Obama noted in his speech, delivered at Cairo University, that a Muslim country -- Morocco -- was the first country to recognize the newly-formed United States of America in 1796 and the second U.S. president spoke of the tranquility of Islam.
Very well received
Regardless of the controversy among the American left over his initial choice of Egypt for the venue and the signal this sent on human rights and other issues, observers said his speech was received positively.
“It was received extremely well by everyone I’ve engaged with or spoke to on the ground,” said Younis.
On the policy level Obama made no grand announcements on the Middle East peace plan but did commit himself to working for a resolution, acknowledging the suffering of Palestinians without discounting the historical suffering of Jews during the Holocaust and maintaining clearly that the U.S. shares a strong bond with Israel.
Whether he was successful in changing American discourse and improving relations with the Muslim world remains to be seen in the coming months and years.

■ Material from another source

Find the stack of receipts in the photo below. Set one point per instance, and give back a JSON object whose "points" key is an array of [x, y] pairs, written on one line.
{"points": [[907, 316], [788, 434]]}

“I think you have to consider the goals, first and foremost was to establish a new tone in relations between the U.S. and the Muslim world. In that respect, I think it was a success,” said David Faris, a doctoral candidate who spent several months in Egypt doing research on Arab media and politics. “The symbolism of coming to Cairo, grappling with Arabic, acknowledging Arab and Muslim contributions both to U.S. and world history, these were very, very important pieces of symbolism and rhetoric.”
Faris noted that Obama exhibited an “obsessive even-handedness” on the Palestinian-Israeli conflict that conceals the bigger obstacle at the moment: Tel Aviv.
“On the other hand, explicitly placing it as a centerpiece on his agenda is no small thing after the conflict was effectively marginalized during the Bush years. I think the speech gives Obama a certain amount of trust and credibility with ordinary Muslims,” he said, adding that Obama must still find a way to bridge cultural and policy differences if there is gong to be a long-term change.